EcoDebate

Plataforma de informação, artigos e notícias sobre temas socioambientais

Artigo

Quem tem água Perrier na geladeira?, por Ruben Siqueira

Enquanto as obras da transposição do São Francisco avançam, continua o discurso oficial mentiroso sobre o projeto e nos bastidores acirram-se as disputas pela “transposição política”.

[EcoDebate] O Presidente Lula volta e meia diz que só é contra a transposição de águas do Rio São Francisco “quem tem água Perrier na geladeira”. Deve funcionar como argumento publicitário, pelo tanto que o usa. A primeira vez foi em setembro de 2005, quando um bispo franciscano fez 11 dias de jejum contra a transposição, bebendo apenas água do rio São Francisco… Símbolo pelo símbolo, o bispo foi mais verdadeiro.

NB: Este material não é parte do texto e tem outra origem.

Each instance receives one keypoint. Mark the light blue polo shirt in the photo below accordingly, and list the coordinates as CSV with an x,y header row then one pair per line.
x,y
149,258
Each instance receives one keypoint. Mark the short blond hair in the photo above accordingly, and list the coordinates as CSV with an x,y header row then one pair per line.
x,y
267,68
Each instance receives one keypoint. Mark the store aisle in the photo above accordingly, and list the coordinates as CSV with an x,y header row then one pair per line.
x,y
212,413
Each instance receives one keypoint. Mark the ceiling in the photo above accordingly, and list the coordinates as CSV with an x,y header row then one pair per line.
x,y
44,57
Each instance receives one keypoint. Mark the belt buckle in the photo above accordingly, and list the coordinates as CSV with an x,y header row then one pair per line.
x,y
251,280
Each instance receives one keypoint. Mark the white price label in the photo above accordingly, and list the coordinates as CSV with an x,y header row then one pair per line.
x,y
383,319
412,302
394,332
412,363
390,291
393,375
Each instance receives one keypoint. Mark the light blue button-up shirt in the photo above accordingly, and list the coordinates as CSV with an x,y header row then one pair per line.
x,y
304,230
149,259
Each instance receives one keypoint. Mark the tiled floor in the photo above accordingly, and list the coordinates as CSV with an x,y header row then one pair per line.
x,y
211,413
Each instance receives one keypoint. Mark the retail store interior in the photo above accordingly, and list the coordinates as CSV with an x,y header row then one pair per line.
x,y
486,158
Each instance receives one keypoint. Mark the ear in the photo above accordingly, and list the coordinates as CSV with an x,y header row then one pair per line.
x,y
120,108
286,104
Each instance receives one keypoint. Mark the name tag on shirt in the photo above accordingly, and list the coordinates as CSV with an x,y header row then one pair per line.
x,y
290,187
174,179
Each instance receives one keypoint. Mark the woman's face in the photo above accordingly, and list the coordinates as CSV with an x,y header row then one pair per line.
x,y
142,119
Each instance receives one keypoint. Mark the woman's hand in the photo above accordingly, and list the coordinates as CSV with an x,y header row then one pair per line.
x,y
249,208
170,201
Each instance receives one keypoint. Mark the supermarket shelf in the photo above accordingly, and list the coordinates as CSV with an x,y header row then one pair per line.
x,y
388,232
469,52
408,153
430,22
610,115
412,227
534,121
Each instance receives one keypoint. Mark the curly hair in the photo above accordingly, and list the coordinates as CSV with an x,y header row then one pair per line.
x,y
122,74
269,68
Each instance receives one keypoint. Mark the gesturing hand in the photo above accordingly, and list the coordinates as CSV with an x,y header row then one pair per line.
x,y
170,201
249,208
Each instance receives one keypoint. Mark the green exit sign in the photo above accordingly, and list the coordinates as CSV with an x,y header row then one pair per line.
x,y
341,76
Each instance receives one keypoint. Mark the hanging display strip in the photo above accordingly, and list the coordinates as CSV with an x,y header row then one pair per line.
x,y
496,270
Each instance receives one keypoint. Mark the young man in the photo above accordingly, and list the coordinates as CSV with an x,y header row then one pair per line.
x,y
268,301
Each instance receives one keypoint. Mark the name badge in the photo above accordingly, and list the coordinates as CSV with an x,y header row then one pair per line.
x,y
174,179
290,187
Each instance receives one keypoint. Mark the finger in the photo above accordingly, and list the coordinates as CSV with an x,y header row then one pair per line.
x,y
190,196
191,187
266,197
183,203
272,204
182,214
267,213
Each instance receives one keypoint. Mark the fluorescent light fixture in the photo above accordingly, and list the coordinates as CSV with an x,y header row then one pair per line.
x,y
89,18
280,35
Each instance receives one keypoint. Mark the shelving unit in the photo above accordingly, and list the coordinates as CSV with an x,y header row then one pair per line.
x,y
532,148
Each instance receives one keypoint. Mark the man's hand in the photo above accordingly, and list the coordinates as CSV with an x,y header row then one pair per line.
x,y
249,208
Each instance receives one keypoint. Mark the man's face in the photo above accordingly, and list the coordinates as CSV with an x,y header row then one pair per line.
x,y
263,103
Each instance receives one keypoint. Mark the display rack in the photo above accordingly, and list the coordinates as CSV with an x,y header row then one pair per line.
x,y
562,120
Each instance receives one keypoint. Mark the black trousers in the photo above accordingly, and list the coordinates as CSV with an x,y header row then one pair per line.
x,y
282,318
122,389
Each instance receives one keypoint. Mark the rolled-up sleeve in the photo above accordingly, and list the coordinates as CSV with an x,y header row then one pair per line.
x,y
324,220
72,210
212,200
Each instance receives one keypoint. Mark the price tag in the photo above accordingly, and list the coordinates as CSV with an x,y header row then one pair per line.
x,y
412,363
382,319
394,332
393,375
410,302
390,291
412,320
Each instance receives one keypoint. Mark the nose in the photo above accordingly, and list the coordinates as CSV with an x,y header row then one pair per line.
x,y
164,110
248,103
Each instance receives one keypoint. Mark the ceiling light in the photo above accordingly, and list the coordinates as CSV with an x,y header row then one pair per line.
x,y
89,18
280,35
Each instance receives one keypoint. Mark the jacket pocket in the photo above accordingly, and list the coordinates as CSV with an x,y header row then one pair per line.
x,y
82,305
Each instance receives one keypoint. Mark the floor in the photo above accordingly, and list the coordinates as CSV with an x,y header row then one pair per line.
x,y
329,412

Mas a quem o presidente se dirige? À classe média, que conhece a água francesa da Nestlé e a tem como símbolo de status, tendo-a de fato na geladeira ou não? Deve ser, porque ao povo nordestino, muito longe de saber “que raio de água é essa”, o slogan, tão cansativo quanto mais insistente e mentiroso, é outro: “Água para 12 milhões de sedentos”…

Voltou ao noticiário a empresa “Chesf Águas” a se implantar para comercializar a água bruta da transposição aos estados e municípios nordestinos interessados. Quanto vai custar? Quem e como vai pagar? Tem alguém que responda? Ou “é melhor esconder essa parte”? Águas altamente contaminadas, a tomar pela proliferação atual gigantesca de “algas azuis” (cianobactérias), desde a foz do Rio das Velhas, que recebe os esgotos de Belo Horizonte, até Manga, na fronteira de Minas com Bahia.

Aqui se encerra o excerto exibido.